U.S. companies don’t usually make business decisions — in this case, whether to manufacture chips or not, and whether to make them in the United States — based on the national interests of the United States. That’s not their role, and most of the time, it’s completely fine. Indeed, it enhances our economic strength.

This is different. These companies also aren’t making their decisions in the context of a level playing field, where every country plays by free-market rules. Foreign countries don’t hesitate to provide government support to the manufacturing of semiconductors on their soil. Beijing, of course, is a prime offender.

“China,” Stephen Ezell, also of ITIF, writes, “is using massive industrial subsidies to stand-up new semiconductor enterprises from whole cloth with government support or to substantially capitalize enterprises that wouldn’t be competitive and would likely fail if exposed to genuine market-based global competition.”

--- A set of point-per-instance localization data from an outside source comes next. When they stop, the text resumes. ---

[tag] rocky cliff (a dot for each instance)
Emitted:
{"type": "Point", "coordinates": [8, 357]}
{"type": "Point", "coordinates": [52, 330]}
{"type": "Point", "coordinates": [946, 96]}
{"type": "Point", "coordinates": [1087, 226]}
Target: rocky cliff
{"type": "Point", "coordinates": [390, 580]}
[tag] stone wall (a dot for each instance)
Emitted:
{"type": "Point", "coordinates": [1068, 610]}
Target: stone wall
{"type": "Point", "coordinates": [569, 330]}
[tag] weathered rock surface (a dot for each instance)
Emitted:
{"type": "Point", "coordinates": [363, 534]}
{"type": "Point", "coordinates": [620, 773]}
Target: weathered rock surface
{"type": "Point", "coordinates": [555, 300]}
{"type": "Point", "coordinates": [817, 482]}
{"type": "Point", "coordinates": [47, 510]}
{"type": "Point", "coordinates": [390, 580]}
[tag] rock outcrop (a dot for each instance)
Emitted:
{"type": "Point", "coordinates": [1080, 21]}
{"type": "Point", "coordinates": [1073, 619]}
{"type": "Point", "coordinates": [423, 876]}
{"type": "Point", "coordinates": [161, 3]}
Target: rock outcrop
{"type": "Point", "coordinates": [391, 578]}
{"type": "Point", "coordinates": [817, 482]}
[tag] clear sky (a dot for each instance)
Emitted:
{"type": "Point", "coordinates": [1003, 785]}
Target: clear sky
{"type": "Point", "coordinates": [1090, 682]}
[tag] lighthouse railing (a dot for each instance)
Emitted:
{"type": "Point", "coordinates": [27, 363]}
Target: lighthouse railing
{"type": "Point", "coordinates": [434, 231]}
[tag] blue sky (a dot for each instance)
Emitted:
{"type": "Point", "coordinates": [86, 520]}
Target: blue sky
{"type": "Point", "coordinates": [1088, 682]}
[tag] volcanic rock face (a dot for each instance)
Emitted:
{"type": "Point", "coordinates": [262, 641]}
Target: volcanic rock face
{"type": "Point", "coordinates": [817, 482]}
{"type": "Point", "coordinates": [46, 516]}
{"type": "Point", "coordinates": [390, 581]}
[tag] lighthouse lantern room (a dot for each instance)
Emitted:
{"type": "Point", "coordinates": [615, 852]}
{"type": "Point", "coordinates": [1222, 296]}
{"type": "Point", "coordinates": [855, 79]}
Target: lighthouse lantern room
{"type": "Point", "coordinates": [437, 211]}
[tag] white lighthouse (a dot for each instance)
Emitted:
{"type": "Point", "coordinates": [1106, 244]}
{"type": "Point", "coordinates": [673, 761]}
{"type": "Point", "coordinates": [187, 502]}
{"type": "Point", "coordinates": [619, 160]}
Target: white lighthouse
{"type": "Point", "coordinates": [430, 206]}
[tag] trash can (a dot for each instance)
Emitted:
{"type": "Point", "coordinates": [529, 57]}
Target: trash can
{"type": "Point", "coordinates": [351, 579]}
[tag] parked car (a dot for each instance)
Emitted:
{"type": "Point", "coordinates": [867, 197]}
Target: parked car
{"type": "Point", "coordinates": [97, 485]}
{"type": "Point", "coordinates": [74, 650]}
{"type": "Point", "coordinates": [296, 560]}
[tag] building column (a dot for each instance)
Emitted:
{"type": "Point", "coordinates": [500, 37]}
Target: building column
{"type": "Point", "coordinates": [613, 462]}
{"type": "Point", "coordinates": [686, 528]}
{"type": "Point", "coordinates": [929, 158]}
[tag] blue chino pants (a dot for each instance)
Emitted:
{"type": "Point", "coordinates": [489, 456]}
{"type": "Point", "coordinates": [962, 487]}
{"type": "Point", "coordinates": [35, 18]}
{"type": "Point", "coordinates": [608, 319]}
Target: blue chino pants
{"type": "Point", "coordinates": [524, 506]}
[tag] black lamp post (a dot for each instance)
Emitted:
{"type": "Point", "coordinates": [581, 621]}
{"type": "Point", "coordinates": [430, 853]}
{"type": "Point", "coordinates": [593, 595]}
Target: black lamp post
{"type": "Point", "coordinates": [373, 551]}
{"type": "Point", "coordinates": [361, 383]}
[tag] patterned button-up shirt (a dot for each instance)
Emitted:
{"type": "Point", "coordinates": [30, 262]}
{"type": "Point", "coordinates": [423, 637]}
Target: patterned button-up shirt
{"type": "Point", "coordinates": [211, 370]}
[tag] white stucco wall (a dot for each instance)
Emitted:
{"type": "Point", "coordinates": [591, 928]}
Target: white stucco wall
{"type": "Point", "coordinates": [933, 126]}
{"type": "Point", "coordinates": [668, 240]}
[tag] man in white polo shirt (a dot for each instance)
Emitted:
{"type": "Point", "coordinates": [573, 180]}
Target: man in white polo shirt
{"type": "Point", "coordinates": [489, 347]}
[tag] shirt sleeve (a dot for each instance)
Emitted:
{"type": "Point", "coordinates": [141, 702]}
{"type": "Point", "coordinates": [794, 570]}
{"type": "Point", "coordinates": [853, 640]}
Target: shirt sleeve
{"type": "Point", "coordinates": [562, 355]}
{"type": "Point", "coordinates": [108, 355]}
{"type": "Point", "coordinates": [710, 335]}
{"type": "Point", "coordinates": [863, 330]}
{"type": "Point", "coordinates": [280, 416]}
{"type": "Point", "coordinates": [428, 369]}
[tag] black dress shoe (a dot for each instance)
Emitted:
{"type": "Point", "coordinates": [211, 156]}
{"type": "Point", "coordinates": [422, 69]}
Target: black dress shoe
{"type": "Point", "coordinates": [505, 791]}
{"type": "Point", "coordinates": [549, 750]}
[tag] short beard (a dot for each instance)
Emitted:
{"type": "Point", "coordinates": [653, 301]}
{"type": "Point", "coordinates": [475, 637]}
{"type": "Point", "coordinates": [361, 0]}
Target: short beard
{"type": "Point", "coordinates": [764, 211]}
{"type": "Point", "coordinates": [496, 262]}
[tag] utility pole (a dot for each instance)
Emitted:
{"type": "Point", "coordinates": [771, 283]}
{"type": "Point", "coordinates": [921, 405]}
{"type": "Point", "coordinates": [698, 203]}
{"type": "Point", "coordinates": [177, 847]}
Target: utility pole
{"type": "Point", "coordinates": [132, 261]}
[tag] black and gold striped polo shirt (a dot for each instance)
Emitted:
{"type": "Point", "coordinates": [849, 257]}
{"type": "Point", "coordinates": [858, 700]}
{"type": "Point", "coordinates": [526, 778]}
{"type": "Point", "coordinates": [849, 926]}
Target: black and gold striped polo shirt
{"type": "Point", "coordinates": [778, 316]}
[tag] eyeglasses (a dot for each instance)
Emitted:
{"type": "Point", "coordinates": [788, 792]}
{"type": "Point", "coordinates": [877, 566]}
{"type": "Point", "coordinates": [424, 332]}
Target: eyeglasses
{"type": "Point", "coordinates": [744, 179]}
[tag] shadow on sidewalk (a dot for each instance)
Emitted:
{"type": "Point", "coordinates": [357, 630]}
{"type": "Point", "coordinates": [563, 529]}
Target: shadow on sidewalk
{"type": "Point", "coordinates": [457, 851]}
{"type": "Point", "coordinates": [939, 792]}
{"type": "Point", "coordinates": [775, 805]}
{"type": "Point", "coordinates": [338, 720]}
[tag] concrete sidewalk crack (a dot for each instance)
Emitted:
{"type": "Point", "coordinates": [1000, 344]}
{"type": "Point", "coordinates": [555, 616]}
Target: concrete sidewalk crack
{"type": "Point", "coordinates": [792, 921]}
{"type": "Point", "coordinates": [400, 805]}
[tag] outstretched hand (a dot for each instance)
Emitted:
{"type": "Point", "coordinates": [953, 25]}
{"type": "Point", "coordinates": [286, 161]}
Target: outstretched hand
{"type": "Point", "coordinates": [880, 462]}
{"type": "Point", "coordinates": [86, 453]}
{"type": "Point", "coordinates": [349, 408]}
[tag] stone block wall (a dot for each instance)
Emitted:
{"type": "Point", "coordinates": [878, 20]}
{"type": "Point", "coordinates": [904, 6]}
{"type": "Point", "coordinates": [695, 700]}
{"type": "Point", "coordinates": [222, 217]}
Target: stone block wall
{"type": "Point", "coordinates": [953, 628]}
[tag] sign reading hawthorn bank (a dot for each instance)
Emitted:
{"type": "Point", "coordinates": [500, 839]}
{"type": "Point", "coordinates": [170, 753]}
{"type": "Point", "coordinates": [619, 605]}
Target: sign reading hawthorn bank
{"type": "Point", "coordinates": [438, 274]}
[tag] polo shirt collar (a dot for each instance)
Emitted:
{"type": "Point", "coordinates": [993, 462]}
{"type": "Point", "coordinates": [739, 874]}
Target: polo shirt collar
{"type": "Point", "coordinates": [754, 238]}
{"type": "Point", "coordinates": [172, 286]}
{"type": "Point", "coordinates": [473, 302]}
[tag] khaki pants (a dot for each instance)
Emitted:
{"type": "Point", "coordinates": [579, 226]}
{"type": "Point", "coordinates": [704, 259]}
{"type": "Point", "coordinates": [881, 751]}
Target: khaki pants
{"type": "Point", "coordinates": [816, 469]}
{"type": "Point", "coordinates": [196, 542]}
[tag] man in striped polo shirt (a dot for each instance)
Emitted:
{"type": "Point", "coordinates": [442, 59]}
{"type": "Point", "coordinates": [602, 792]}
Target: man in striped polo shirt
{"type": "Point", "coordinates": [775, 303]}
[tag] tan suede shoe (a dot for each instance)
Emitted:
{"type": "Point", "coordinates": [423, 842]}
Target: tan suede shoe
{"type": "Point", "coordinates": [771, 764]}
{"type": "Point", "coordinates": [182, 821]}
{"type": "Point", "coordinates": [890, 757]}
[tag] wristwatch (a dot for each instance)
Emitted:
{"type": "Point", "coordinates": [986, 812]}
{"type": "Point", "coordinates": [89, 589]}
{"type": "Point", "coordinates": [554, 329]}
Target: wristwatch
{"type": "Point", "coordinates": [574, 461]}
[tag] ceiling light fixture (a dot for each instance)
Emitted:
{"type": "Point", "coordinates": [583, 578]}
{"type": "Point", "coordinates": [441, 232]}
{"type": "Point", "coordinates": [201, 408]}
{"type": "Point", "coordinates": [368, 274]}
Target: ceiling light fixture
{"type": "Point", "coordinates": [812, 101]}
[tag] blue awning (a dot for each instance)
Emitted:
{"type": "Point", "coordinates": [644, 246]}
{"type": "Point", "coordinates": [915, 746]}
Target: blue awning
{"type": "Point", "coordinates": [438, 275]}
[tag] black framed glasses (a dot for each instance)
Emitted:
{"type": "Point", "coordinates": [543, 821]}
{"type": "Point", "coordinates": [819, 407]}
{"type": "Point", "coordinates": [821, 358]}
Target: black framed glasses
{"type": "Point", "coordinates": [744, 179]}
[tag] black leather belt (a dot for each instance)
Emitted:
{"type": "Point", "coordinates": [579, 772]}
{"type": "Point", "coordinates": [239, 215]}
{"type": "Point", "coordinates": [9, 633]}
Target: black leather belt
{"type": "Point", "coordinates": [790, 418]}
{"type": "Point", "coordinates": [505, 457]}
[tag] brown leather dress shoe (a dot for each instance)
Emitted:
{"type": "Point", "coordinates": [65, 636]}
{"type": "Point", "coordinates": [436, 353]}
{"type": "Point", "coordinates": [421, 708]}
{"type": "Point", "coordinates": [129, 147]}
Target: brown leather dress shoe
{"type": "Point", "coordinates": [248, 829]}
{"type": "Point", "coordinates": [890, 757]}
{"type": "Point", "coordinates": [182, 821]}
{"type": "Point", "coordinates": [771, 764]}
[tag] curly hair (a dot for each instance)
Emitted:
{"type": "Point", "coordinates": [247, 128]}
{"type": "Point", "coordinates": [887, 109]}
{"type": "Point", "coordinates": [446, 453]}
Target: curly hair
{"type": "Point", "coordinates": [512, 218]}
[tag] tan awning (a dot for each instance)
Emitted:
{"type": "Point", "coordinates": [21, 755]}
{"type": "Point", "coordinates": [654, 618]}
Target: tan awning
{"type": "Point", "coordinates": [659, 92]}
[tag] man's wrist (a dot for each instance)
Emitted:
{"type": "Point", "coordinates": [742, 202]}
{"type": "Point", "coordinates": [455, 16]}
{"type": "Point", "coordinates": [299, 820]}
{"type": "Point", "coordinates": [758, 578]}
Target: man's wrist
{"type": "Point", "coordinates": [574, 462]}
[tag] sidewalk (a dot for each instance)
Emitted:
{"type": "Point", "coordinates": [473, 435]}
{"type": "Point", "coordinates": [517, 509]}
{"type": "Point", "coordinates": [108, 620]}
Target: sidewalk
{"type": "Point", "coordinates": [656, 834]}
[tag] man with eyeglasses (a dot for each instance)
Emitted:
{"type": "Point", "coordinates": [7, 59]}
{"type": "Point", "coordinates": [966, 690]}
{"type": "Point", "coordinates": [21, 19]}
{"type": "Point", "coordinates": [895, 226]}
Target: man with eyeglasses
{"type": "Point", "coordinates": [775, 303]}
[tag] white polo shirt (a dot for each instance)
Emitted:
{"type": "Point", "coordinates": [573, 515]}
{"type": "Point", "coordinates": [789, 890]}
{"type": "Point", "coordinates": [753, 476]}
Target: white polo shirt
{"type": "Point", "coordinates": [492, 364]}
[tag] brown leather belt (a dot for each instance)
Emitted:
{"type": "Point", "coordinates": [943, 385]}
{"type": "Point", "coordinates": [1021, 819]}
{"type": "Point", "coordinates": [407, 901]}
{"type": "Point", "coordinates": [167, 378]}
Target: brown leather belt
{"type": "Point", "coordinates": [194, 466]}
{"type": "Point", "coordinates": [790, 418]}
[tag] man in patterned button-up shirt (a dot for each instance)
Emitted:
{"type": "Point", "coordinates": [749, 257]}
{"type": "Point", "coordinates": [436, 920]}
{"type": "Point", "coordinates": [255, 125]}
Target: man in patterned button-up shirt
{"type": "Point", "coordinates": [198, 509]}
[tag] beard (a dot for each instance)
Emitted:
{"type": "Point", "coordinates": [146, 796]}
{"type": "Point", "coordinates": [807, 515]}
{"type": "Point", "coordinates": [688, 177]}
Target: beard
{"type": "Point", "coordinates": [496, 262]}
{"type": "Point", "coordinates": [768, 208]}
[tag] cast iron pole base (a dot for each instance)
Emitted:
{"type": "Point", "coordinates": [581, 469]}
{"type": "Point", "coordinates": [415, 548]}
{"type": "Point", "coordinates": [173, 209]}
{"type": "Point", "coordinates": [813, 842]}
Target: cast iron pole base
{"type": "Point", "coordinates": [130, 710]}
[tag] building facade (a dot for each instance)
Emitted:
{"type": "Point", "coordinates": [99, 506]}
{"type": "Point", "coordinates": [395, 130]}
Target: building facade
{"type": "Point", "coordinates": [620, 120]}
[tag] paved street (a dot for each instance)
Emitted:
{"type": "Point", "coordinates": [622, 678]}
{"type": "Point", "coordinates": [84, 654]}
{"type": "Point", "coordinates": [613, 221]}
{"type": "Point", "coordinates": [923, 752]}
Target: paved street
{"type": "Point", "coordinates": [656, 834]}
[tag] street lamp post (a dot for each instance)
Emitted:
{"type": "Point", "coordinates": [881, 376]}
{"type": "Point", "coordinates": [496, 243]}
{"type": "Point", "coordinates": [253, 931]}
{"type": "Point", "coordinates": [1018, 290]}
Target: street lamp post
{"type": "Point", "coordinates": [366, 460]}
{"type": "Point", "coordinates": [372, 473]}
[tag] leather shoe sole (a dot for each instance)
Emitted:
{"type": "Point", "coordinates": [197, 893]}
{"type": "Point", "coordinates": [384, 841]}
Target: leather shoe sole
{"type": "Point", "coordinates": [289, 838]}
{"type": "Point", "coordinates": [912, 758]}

The CHIPS Act that just passed the House spends $52 billion to support domestic production of chips and research and development. Surely, some of these funds will be misallocated or prove unnecessary (and the broader House bill includes extraneous spending), but the legislation is, directionally, a welcome step away from unilateral disarmament.

It is much the same story with rare earths, the 17 metals used in the manufacture of magnets essential to weapons and electric cars, among other products. The U.S. created the industry, but China has leaped ahead since. A key inflection point, a report in Reuters notes, was when General Motors sold off its rare earth magnets division to a consortium including Chinese partners in the 1990s. China got access to U.S.-created designs. The U.S. is now down to one rare earth mine and no longer processes rare earth minerals — the one mine, in California, relies on Chinese processors.

To place ourselves at the mercy of an adversary in such an important and sensitive area is insane. And China knows the leverage it has. It briefly blocked exports of rare earths to Japan a decade ago, and has issued similar warnings to the U.S.

Restoring U.S. capacity has to be a priority. Sens. Tom Cotton (R-Ark.) and Mark Kelly (D-Ariz.) have co-sponsored a bill to prohibit defense contractors from buying rare earths from China, one of a number of ideas to address the problem.

If Russia’s war in Ukraine doesn’t literally “change everything,” it should change enough in the U.S. to make us address deficiencies in our economic and security posture that have been tolerated for too long.